= Dorothea Rudnick =

American embryologist

Dorothea Rudnick (January 17, 1907 - January 10, 1990) was an American embryologist, who also made contributions as a scientific editor and translator.

==Early life and education==
Dorothea Rudnick was born in Oconomowoc, Wisconsin in 1907, and was raised in Chicago, Illinois. Her father Paul Rudnick was chief chemist for Armour Laboratories, and both of her brothers became physicists. As a student at Parker High School she won the $2500 grand prize in an essay contest sponsored by the Chicago Daily Tribune.

She earned her PhD at the University of Chicago in 1931 under zoologist Benjamin Harrison Willier. Her dissertation was titled "Thyroid Forming Potencies of the Early Chick Blastoderm."

==Career==
Dr. Rudnick spent most of her academic career at Albertus Magnus College, as a professor in the biology department from 1940 until she retired in 1977, and as an emeritus professor after retirement. She also had ongoing research affiliation with the nearby Osborn Memorial Laboratories at Yale University. Among her research collaborators was biologist Viktor Hamburger. Rudnick's publications were especially noted for the cell diagrams she hand-drew to explain embryogenesis and other processes.

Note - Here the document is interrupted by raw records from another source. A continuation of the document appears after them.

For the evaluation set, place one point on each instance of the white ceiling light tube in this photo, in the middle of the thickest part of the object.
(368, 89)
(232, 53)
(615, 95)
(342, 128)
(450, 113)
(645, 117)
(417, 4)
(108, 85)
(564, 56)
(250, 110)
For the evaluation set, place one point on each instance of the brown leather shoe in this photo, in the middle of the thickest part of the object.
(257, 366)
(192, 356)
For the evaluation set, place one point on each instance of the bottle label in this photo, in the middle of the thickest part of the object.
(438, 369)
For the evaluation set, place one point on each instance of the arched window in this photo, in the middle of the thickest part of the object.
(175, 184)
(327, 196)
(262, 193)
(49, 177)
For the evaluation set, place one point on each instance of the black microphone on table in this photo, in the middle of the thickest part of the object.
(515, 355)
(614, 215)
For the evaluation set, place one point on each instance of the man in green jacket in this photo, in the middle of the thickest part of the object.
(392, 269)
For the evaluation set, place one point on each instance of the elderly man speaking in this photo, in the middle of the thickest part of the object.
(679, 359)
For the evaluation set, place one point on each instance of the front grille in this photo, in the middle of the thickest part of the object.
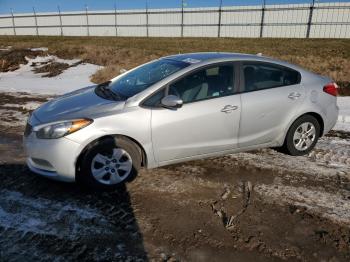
(28, 130)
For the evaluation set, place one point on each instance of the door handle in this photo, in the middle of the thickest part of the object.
(229, 108)
(294, 95)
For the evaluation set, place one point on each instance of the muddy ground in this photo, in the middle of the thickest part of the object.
(253, 206)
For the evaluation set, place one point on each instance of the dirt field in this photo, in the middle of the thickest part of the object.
(325, 56)
(255, 206)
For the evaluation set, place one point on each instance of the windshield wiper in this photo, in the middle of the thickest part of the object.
(106, 92)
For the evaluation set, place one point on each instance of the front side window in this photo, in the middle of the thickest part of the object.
(207, 83)
(140, 79)
(258, 76)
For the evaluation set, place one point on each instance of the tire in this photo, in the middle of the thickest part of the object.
(109, 163)
(300, 139)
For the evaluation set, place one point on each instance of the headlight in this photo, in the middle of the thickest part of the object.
(60, 129)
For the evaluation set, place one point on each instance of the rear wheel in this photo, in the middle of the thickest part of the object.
(302, 136)
(110, 163)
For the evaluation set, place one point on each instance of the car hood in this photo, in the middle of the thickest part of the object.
(82, 103)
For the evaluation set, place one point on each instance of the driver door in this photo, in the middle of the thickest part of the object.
(208, 121)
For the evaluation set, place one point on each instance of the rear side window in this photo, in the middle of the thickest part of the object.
(211, 82)
(259, 76)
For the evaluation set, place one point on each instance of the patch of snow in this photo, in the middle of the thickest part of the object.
(335, 207)
(329, 159)
(6, 48)
(344, 105)
(27, 106)
(24, 80)
(39, 49)
(48, 217)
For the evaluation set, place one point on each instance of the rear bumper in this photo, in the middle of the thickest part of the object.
(52, 158)
(331, 118)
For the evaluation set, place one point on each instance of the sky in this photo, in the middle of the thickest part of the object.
(25, 6)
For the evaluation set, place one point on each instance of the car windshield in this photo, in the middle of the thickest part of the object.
(143, 77)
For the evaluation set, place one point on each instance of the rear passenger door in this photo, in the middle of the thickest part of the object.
(207, 122)
(271, 96)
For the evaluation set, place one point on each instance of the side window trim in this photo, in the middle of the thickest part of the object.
(236, 72)
(242, 78)
(234, 64)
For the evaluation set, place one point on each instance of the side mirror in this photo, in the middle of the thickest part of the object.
(171, 102)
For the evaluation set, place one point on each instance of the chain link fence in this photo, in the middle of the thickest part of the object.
(316, 19)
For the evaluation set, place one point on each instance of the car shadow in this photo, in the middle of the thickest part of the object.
(42, 219)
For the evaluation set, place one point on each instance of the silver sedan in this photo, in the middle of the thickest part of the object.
(175, 109)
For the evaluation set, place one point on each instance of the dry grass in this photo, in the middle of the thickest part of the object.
(325, 56)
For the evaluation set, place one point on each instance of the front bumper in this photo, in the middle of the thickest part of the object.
(52, 158)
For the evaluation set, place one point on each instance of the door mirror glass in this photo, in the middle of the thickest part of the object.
(172, 101)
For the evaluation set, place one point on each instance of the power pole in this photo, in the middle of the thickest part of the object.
(219, 23)
(59, 15)
(13, 22)
(87, 20)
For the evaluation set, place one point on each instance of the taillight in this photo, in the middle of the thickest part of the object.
(331, 88)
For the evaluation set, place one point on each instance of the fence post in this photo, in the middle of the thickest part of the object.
(115, 19)
(87, 21)
(219, 24)
(13, 22)
(59, 15)
(147, 33)
(182, 18)
(262, 19)
(310, 19)
(36, 22)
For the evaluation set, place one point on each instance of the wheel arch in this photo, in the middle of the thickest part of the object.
(112, 137)
(316, 115)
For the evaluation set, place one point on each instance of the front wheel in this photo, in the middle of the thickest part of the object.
(302, 136)
(110, 163)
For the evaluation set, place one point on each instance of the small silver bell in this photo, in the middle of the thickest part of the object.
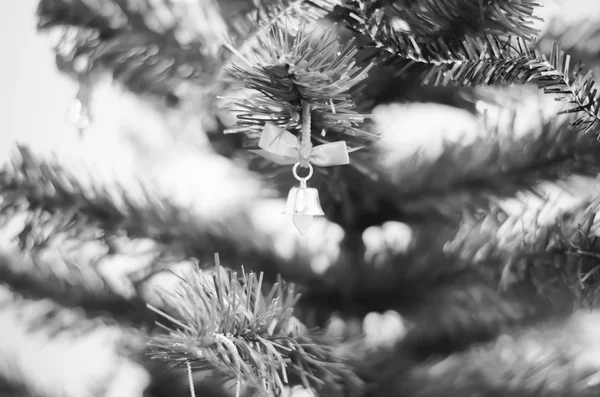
(303, 202)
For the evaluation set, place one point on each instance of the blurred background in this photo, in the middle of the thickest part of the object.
(130, 138)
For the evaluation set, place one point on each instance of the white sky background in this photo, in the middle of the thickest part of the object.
(35, 97)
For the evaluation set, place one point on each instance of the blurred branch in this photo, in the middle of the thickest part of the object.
(249, 337)
(493, 165)
(461, 17)
(151, 47)
(37, 335)
(470, 61)
(549, 359)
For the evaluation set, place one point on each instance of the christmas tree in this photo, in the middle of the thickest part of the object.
(331, 197)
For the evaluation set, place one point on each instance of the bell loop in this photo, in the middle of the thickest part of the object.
(302, 180)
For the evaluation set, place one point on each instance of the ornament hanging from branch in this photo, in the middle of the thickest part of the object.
(300, 83)
(281, 147)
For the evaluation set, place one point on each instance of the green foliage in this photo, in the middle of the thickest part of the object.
(150, 47)
(228, 324)
(460, 17)
(308, 66)
(471, 61)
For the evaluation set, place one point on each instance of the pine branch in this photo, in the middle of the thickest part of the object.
(150, 47)
(289, 13)
(39, 334)
(250, 337)
(310, 67)
(45, 186)
(70, 285)
(470, 61)
(492, 166)
(548, 360)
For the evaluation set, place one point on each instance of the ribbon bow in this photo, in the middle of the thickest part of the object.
(281, 147)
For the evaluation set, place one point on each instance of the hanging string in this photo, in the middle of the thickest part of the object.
(191, 379)
(305, 143)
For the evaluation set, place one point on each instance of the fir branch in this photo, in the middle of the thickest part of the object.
(150, 47)
(70, 285)
(306, 67)
(247, 336)
(461, 17)
(470, 61)
(565, 256)
(493, 165)
(39, 334)
(289, 13)
(38, 185)
(548, 359)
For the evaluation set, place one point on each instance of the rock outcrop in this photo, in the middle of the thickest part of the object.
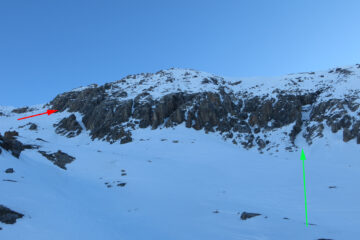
(110, 112)
(9, 143)
(9, 216)
(68, 126)
(59, 158)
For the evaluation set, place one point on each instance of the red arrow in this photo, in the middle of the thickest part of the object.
(48, 112)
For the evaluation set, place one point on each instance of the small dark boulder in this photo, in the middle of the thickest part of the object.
(33, 126)
(68, 126)
(9, 216)
(246, 215)
(11, 134)
(9, 170)
(12, 145)
(59, 158)
(22, 110)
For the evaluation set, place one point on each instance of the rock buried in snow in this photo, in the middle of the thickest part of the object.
(9, 170)
(9, 216)
(246, 215)
(59, 158)
(68, 126)
(12, 145)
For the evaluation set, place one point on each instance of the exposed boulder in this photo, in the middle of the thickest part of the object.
(11, 134)
(9, 170)
(68, 126)
(33, 126)
(247, 215)
(9, 216)
(12, 145)
(59, 158)
(22, 110)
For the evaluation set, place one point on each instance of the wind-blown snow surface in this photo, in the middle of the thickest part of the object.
(173, 188)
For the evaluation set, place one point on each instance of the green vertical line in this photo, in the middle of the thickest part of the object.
(303, 158)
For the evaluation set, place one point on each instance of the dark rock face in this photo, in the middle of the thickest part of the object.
(59, 158)
(22, 110)
(9, 170)
(33, 126)
(12, 145)
(247, 215)
(11, 134)
(68, 127)
(242, 117)
(9, 216)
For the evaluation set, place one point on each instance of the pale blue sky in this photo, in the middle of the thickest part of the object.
(48, 47)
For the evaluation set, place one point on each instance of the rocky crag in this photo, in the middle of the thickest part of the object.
(245, 111)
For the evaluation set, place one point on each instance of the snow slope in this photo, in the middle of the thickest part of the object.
(173, 188)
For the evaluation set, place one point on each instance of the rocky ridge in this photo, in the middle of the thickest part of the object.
(245, 111)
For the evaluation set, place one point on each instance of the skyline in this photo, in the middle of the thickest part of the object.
(52, 47)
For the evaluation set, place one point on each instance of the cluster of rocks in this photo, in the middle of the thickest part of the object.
(59, 158)
(242, 117)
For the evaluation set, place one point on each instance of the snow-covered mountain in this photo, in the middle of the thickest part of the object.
(183, 154)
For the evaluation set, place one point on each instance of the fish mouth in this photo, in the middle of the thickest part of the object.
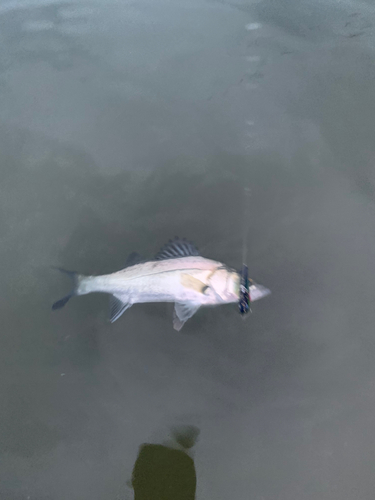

She served as secretary and publications editor of the Connecticut Academy of Arts and Sciences, and as longtime editor of symposia published by the Society for Developmental Biology. Her translation work included a 1967 biography of biologist Theodor Boveri, written in German by Fritz Baltzer.

Dorothea Rudnick received a Guggenheim Fellowship in 1952.

==Personal life==
Rudnick lived a somewhat reclusive personal life in a modern house on a hillside in Hamden, Connecticut designed in 1956 by architect King-lui Wu. She died at Los Alamos, New Mexico early in 1990, just before her 93rd birthday.